Mind Trick #1: Past and Present  (Fortune telling, regrets) 

The past is history

Future is a mystery

Present is ecstasy 

Mind Trick #2: The negative response exercise. Learning ownership

Often stem from anxieties/expectations to regrets (regret being the most common). Mental well-being requires us to rationalize our thoughts.

The “Should Have” Exercise: Memory, Judgement, Forecast, Desire. “Regret has the capacity to loom over us for months, years, or decades. We all make mistakes in life, and it’s important to learn from these mistakes so that we may not repeat them, but sustained regret is a different beast altogether. It really is a cognitive disease of sorts, working its way deep into our hearts and souls and carving out a home for itself.” –Ryan Paugh. 

The exercise we’re going to do now is a way to counteract that. Regret is based on recalling something (memory), judging it (judgement), theorizing how life would be better if the past were changed (forecast), and wishing for things to be different (desire.) But is this really valid? Let’s turn it on its head. Think of something you regret, such as “I wish I had taken that job or I wish i would have stayed with that person.” Now instead of forecasting how successful you would be or how much money you would be making, focus on all the ways you might not be as happy. “I wouldn’t have as much time with my family. I would feel like I’d sold my soul to a corporation. Etc.” Find as much evidence as you can to support the opposite of your regret. Let’s take a few minutes to journal around this. 

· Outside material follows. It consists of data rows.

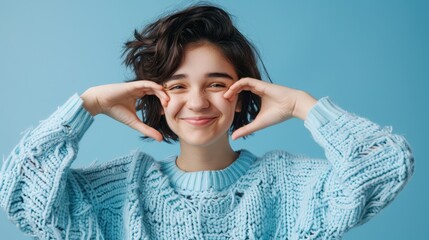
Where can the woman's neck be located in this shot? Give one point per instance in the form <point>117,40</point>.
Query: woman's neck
<point>204,158</point>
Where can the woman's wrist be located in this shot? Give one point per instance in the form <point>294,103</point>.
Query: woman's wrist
<point>303,105</point>
<point>89,103</point>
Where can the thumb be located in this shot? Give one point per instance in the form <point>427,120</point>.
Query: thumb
<point>247,129</point>
<point>145,129</point>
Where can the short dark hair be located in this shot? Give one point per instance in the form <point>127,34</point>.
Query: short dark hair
<point>156,52</point>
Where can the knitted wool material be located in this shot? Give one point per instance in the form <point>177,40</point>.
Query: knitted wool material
<point>276,196</point>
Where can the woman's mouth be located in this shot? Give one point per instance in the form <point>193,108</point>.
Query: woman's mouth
<point>198,121</point>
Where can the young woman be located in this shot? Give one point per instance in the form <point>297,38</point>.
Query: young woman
<point>197,82</point>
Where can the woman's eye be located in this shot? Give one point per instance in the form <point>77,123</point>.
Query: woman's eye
<point>217,85</point>
<point>174,87</point>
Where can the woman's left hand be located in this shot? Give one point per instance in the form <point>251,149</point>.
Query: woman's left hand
<point>279,103</point>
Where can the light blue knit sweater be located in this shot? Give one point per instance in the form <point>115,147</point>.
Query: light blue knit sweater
<point>278,195</point>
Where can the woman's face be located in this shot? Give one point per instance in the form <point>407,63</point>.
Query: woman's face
<point>197,111</point>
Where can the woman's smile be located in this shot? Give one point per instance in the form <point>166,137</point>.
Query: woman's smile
<point>199,121</point>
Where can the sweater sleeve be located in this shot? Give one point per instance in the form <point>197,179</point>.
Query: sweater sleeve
<point>38,191</point>
<point>369,165</point>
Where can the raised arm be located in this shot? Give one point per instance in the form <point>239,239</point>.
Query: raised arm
<point>368,165</point>
<point>38,189</point>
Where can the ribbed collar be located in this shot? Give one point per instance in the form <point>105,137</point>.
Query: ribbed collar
<point>206,180</point>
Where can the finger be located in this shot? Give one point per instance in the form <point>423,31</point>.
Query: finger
<point>146,130</point>
<point>144,87</point>
<point>250,84</point>
<point>247,129</point>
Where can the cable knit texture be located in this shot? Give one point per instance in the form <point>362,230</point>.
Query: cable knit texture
<point>276,196</point>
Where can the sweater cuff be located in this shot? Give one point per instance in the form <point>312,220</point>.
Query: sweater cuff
<point>74,117</point>
<point>321,113</point>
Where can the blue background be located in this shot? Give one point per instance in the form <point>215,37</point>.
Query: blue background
<point>370,57</point>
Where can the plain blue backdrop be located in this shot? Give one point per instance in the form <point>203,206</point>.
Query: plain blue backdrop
<point>370,57</point>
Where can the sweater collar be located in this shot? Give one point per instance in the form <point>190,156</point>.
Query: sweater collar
<point>206,180</point>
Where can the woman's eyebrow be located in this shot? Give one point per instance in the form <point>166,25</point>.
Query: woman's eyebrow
<point>219,75</point>
<point>208,75</point>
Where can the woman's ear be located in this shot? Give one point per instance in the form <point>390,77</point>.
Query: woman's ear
<point>238,105</point>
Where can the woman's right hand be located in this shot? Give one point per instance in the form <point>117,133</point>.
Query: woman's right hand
<point>118,101</point>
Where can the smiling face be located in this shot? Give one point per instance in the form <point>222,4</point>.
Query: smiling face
<point>197,111</point>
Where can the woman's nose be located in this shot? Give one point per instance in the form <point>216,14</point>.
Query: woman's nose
<point>197,101</point>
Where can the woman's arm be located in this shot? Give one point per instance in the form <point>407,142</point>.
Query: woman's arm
<point>368,164</point>
<point>39,191</point>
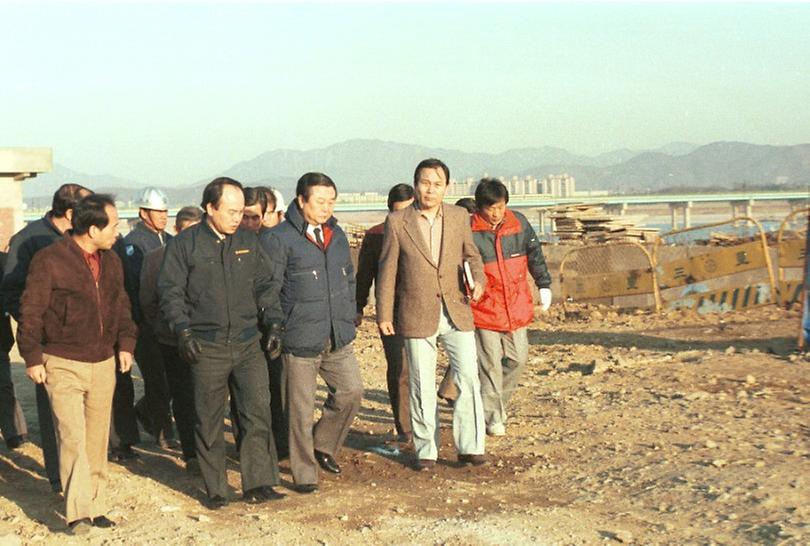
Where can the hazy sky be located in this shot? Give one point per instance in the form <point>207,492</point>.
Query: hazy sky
<point>163,93</point>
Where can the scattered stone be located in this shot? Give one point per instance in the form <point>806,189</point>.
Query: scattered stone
<point>689,356</point>
<point>620,535</point>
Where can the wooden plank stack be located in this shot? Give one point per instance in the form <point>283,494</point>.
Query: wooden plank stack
<point>590,224</point>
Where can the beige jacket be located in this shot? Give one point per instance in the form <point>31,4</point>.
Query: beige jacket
<point>407,273</point>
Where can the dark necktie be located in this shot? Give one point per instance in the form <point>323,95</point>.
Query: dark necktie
<point>318,237</point>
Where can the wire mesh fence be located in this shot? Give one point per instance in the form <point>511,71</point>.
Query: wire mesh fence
<point>717,267</point>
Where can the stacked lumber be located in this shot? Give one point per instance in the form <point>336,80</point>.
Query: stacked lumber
<point>589,224</point>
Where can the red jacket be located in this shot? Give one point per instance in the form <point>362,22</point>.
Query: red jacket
<point>510,253</point>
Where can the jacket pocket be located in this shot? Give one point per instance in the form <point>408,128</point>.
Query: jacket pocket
<point>306,285</point>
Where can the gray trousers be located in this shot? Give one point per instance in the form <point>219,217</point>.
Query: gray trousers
<point>468,414</point>
<point>341,373</point>
<point>501,359</point>
<point>245,363</point>
<point>12,420</point>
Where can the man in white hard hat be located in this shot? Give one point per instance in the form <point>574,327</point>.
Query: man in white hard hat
<point>148,234</point>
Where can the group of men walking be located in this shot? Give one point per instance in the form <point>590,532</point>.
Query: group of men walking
<point>252,302</point>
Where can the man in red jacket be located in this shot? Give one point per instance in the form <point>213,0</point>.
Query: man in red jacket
<point>510,250</point>
<point>75,317</point>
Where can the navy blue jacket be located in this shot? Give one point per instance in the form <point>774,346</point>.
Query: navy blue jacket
<point>132,249</point>
<point>220,289</point>
<point>23,245</point>
<point>317,295</point>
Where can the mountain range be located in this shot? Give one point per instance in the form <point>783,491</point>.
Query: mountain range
<point>375,165</point>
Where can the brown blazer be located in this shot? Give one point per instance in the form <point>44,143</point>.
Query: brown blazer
<point>407,273</point>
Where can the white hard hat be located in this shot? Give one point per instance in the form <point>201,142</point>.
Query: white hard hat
<point>279,201</point>
<point>153,199</point>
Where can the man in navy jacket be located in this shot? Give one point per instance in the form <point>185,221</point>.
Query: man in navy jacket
<point>317,306</point>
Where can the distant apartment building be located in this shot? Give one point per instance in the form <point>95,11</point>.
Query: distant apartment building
<point>552,185</point>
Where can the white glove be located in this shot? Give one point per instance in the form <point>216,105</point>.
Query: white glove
<point>545,298</point>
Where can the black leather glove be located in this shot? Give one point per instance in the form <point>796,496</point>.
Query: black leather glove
<point>272,344</point>
<point>187,346</point>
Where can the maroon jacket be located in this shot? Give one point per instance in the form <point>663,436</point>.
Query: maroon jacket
<point>65,313</point>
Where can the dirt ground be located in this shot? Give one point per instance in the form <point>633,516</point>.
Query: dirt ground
<point>627,428</point>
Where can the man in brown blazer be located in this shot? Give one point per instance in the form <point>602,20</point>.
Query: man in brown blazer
<point>422,268</point>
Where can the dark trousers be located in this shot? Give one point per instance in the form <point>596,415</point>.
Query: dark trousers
<point>124,430</point>
<point>236,427</point>
<point>341,373</point>
<point>396,376</point>
<point>280,423</point>
<point>258,460</point>
<point>153,409</point>
<point>181,389</point>
<point>12,420</point>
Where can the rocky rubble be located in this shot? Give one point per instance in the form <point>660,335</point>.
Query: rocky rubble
<point>627,428</point>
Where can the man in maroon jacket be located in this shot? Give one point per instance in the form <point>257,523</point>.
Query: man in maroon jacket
<point>75,316</point>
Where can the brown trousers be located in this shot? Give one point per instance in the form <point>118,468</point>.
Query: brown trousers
<point>81,399</point>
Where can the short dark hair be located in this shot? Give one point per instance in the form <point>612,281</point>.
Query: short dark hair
<point>255,195</point>
<point>66,197</point>
<point>269,196</point>
<point>490,191</point>
<point>431,163</point>
<point>467,203</point>
<point>90,211</point>
<point>187,214</point>
<point>399,193</point>
<point>306,182</point>
<point>213,191</point>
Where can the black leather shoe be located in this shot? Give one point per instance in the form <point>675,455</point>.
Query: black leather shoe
<point>123,452</point>
<point>216,502</point>
<point>254,496</point>
<point>475,460</point>
<point>80,526</point>
<point>327,462</point>
<point>103,522</point>
<point>271,494</point>
<point>305,488</point>
<point>425,465</point>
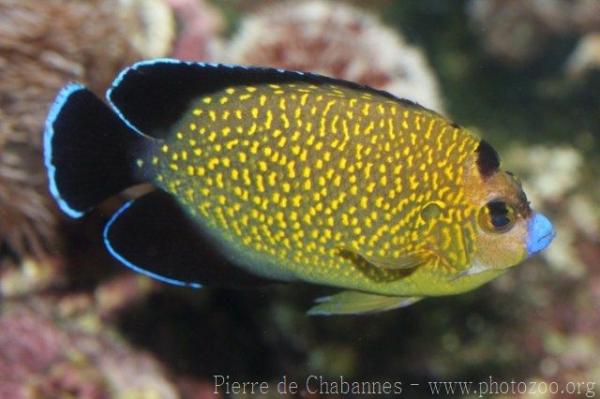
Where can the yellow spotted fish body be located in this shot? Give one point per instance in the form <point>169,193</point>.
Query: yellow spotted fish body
<point>293,176</point>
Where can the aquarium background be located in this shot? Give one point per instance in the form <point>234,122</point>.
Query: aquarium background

Mind Trick #3: Make it Positive: Spiritual/Love

  1. Is this helping you or the situation?
  2. Talk to yourself as you’d talk to a friend.
  3. Add humor.
  4. Add love. Throw it to God: Spiritual
  5. Everything is just the way it’s supposed to be! Spiritual
  6. Suffering does not result from reality but from the judgments, we make about reality.
  7. Insert positive thought for negative. “I’m bad at. No, I’m good at this.”
  8. Meditate (breath meditation, walking meditation, body scan, loving-kindness)

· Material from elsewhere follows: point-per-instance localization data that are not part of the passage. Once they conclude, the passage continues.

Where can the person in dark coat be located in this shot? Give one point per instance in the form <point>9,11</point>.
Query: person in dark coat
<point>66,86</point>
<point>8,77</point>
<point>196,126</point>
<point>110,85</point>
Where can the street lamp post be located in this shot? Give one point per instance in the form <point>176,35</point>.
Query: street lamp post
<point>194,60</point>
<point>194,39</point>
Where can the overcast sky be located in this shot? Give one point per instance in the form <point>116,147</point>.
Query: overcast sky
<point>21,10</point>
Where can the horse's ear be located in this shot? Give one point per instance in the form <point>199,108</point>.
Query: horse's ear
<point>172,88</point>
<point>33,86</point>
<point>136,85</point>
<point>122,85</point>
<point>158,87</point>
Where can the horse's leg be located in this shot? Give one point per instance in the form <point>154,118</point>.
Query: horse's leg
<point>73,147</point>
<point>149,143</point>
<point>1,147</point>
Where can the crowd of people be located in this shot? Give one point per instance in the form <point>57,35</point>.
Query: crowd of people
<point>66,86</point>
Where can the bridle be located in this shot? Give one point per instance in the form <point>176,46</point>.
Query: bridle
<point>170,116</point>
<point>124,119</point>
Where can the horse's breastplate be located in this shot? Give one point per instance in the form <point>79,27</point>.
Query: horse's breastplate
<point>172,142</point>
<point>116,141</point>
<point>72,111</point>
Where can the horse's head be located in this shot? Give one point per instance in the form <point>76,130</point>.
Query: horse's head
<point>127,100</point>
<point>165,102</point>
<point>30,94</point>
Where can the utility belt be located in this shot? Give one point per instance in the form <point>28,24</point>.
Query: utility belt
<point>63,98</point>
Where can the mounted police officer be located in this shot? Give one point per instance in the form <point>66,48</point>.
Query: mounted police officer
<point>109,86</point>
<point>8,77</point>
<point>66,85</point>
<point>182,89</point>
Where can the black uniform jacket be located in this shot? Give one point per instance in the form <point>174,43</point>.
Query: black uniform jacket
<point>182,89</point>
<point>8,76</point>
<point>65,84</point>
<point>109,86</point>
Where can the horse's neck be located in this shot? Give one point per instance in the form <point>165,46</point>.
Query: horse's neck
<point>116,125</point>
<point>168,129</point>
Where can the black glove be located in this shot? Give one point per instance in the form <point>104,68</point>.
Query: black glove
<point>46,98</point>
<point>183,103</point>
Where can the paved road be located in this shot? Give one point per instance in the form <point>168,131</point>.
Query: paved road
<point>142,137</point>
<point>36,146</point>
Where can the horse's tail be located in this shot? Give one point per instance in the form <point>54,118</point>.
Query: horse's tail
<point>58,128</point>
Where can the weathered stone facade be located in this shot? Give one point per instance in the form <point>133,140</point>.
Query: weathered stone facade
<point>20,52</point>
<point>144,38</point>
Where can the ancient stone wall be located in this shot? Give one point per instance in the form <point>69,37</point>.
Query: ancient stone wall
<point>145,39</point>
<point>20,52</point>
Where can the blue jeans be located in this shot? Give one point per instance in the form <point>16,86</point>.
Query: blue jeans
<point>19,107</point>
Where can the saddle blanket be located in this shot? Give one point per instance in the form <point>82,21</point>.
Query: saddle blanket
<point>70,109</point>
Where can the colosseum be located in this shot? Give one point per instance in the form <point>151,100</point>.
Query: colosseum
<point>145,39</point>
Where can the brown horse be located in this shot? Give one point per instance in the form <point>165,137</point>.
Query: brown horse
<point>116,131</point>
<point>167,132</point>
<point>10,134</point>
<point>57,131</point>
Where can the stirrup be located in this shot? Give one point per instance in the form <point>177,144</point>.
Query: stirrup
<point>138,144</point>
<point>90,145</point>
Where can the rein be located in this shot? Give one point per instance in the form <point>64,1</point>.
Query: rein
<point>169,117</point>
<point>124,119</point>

Exercise: 5-minute Concentration Meditation. What’s worse about this stuff is we hold onto them. Let Go, let go!

  1. Focus on nose
  2. Dissipate: Let go
  3. Infuse a positive thought
  4. Re-focus on the nose

I know. I know everyone tells you to meditate. Write this down – ex: “after brushing my teeth in the morning, I will do a 5-minute meditation. The Buddhist monks say meditation is like flossing your mind. So make a commitment right now to add this somewhere in your schedule.